可能由于数据形状而导致的错误

问题描述 投票:0回答:1

我现在正在编写导入 Keras 的对象检测 python 代码 这是一组形状为(175,480,720,3)的图像,图像数量为175。 还有一组形状为 (175, 4) 的标签与图像对应,图像中的每个对象都对应一个标签。边界框 (175, 4, 4) 是相同的。

model.fit(trainImages, {"classification": trainLabels, "regression": trainBboxes},
            validation_data=(validImages, {"classification": validLabels, "regression": validBboxes}),
            batch_size=8, epochs=10)

我将它们输入到我的神经网络中,但它显示错误

ValueError:数据基数不明确。确保所有数组包含相同数量的样本。

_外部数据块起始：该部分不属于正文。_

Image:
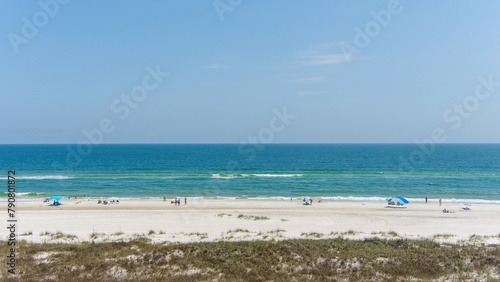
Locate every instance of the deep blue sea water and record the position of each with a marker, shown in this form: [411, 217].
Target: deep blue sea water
[332, 171]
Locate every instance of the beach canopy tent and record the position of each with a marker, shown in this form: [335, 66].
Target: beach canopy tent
[398, 200]
[56, 199]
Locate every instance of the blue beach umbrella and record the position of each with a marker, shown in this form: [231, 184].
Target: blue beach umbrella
[402, 199]
[399, 200]
[58, 198]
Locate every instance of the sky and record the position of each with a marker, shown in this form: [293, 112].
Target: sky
[236, 71]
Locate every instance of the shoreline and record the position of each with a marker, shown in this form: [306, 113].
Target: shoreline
[82, 220]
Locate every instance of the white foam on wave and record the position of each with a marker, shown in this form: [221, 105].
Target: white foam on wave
[276, 175]
[218, 176]
[40, 177]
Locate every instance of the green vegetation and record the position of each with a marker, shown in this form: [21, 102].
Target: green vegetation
[290, 260]
[58, 235]
[252, 217]
[312, 235]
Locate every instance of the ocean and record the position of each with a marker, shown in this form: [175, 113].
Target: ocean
[354, 172]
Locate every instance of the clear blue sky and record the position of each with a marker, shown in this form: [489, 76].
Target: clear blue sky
[231, 70]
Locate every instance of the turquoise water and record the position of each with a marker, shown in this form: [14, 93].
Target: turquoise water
[332, 171]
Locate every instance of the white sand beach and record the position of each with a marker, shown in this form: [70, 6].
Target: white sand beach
[210, 220]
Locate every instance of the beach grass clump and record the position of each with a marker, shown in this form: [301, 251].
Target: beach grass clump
[58, 235]
[312, 235]
[392, 233]
[198, 234]
[444, 236]
[288, 260]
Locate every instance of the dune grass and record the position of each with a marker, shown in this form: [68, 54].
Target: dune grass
[289, 260]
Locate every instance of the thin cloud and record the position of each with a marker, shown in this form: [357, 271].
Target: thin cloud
[324, 54]
[310, 80]
[216, 66]
[309, 93]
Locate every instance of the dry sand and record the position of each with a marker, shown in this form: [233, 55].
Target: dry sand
[210, 220]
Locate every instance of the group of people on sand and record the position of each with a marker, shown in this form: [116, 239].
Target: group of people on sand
[175, 201]
[106, 202]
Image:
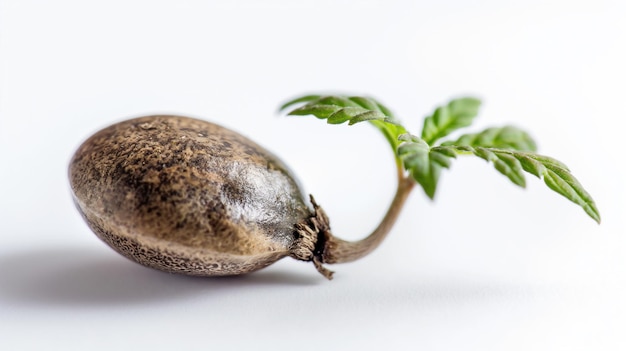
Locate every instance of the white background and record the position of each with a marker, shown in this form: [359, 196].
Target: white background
[486, 266]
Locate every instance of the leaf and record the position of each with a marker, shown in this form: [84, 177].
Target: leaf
[423, 163]
[446, 119]
[507, 137]
[352, 109]
[555, 174]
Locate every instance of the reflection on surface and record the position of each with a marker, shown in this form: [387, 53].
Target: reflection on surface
[75, 277]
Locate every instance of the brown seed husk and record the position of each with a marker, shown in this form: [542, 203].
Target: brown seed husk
[187, 196]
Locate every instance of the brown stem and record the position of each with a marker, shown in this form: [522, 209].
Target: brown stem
[336, 250]
[317, 244]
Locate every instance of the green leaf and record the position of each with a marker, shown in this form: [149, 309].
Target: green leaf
[507, 137]
[555, 174]
[352, 109]
[446, 119]
[423, 163]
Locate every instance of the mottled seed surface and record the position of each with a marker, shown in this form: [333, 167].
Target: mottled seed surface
[187, 196]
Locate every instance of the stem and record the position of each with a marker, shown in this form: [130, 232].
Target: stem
[317, 244]
[340, 251]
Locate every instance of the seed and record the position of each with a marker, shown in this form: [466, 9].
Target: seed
[187, 196]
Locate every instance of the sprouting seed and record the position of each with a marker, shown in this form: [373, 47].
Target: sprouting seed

“x”大小:480, 480, ... 480, 480(175) “y”尺寸:4, 4, ...4, 4(175)

我将 np 数组转换为 list ,但什么也没发生。 完整代码如下:

import os
import numpy as np
import xml.etree.ElementTree as ET
import cv2
import tensorflow as tf
from keras import layers
import keras

print("模块导入完成")

def get_annotations(cname2cid, datadir):
    filenames = os.listdir(os.path.join(datadir, 'annotations', 'xml'))
    records = []
    ct = 0
    for fname in filenames:
        fid = fname.split('.')[0]
        fpath = os.path.join(datadir, 'annotations', 'xml', fname)
        img_file = os.path.join(datadir, 'images', fid + '.png')
        tree = ET.parse(fpath)

        if tree.find('id') is None:
            im_id = np.array([ct])
        else:
            im_id = np.array([int(tree.find('id').text)])

        objs = tree.findall('object')
        im_w = float(tree.find('size').find('width').text)
        im_h = float(tree.find('size').find('height').text)
        gt_bbox = np.zeros((len(objs), 4), dtype=np.float32)
        gt_class = np.zeros((len(objs), ), dtype=np.int32)
        is_crowd = np.zeros((len(objs), ), dtype=np.int32)
        difficult = np.zeros((len(objs), ), dtype=np.int32)
        for i, obj in enumerate(objs):
            cname = obj.find('name').text
            gt_class[i] = cname2cid[cname]
            _difficult = int(obj.find('difficult').text)
            x1 = float(obj.find('bndbox').find('xmin').text)
            y1 = float(obj.find('bndbox').find('ymin').text)
            x2 = float(obj.find('bndbox').find('xmax').text)
            y2 = float(obj.find('bndbox').find('ymax').text)
            x1 = max(0, x1)
            y1 = max(0, y1)
            x2 = min(im_w - 1, x2)
            y2 = min(im_h - 1, y2)
            # 这里使用xywh格式来表示目标物体真实框
            gt_bbox[i] = [(x1+x2)/2.0, (y1+y2)/2.0, x2-x1+1., y2-y1+1.]
            is_crowd[i] = 0
            difficult[i] = _difficult

        voc_rec = {
            'im_file': img_file,
            'im_id': im_id,
            'h': im_h,
            'w': im_w,
            'is_crowd': is_crowd,
            'gt_class': gt_class,
            'gt_bbox': gt_bbox,
            'gt_poly': [],
            'difficult': difficult
        }
        if len(objs) != 0:
            records.append(voc_rec)
        ct += 1
    return records


def create_ssd(input_shape):
    # 输入层
    inputs = keras.Input(shape=input_shape)

    # VGG16 主干网络
    base_model = keras.applications.VGG16(
        weights="imagenet", include_top=False, input_tensor=inputs)

    # 添加额外的卷积层和池化层
    x = base_model.output
    x = layers.Conv2D(256, 3, padding="same", activation="relu")(x)
    x = layers.Conv2D(256, 3, padding="same", activation="relu")(x)
    x = layers.Conv2D(128, 3, padding="same", activation="relu")(x)
    x = layers.Conv2D(128, 3, padding="same", activation="relu")(x)

    # 添加检测头
    num_classes = 2  
    num_boxes = 4 

    classification_outputs = layers.Conv2D(num_classes, 3, padding="same")(x)
    classification_outputs = layers.Reshape(
        (-1, num_classes))(classification_outputs)
    classification_outputs = layers.Activation(
        "softmax", name="classification")(classification_outputs)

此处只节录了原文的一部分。